Great Sphinx of Giza Souvenir Replicas


Ever wonder why many souvenirs of the Great Sphinx of Giza only represent the head? Perhaps the reason is this:  When Napoleon ‘re-discovered’ the Sphinx in 1798, it was buried in sand up to its neck. While his engineers attempted to excavate it, there was just too much sand for them to contend with. The technology to remove and keep the sand away wouldn’t be available until the 1920s. Some souvenirs do now show the head and full body of the sphinx. The sphinx is a mythical creature with a lion’s body and a human head that stands on the Giza Plateau on the west bank of the Nile in Giza, Egypt. The face of the Sphinx is generally believed to represent the face of the Pharaoh Khafra. The Great Sphinx is one of the world's largest and oldest statues but basic facts about it, such as when it was built, and by whom, are still debated. Some people believe the head was originally a lion that was later re-carved as a human.  What happened to the nose?
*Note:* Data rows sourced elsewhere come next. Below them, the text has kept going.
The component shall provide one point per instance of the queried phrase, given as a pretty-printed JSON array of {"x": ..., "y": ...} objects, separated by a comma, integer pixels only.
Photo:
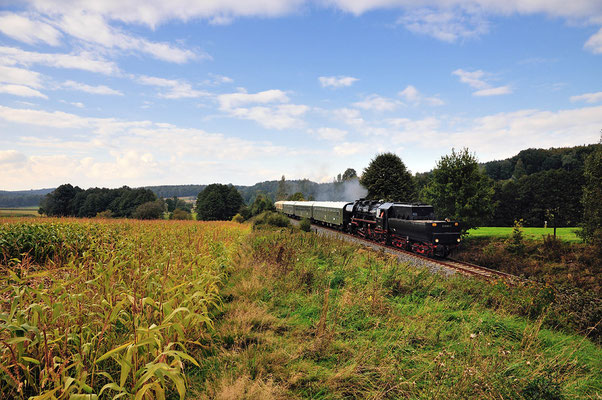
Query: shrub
[
  {"x": 271, "y": 218},
  {"x": 149, "y": 210},
  {"x": 238, "y": 218},
  {"x": 105, "y": 214},
  {"x": 180, "y": 214},
  {"x": 515, "y": 243},
  {"x": 305, "y": 225}
]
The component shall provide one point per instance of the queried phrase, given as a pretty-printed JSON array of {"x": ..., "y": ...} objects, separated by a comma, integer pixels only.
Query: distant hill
[
  {"x": 23, "y": 198},
  {"x": 532, "y": 161},
  {"x": 349, "y": 190}
]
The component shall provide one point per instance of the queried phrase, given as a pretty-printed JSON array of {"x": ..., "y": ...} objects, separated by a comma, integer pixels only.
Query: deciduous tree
[
  {"x": 460, "y": 191},
  {"x": 387, "y": 178},
  {"x": 592, "y": 197},
  {"x": 218, "y": 202}
]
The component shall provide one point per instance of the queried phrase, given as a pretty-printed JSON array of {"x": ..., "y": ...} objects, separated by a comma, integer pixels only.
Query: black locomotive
[{"x": 407, "y": 226}]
The nose on the face is missing and an examination of the Sphinx's face shows that long rods or
chisels were hammered into the nose, one down from the bridge and one beneath the nostril, then used to pry the nose off. The Arab historian al-Maqrīzī, writing in the 15th century, attributes the loss of the nose to iconoclasm by Muhammad Sa'im al-Dahr, a Sufi Muslim from the khangah of Sa'id al-Su'ada. In AD 1378, upon finding the local peasants making offerings to the Sphinx in the hope of increasing their harvest, Sa'im al-Dahr was so outraged that he destroyed the nose, and was hanged for vandalism.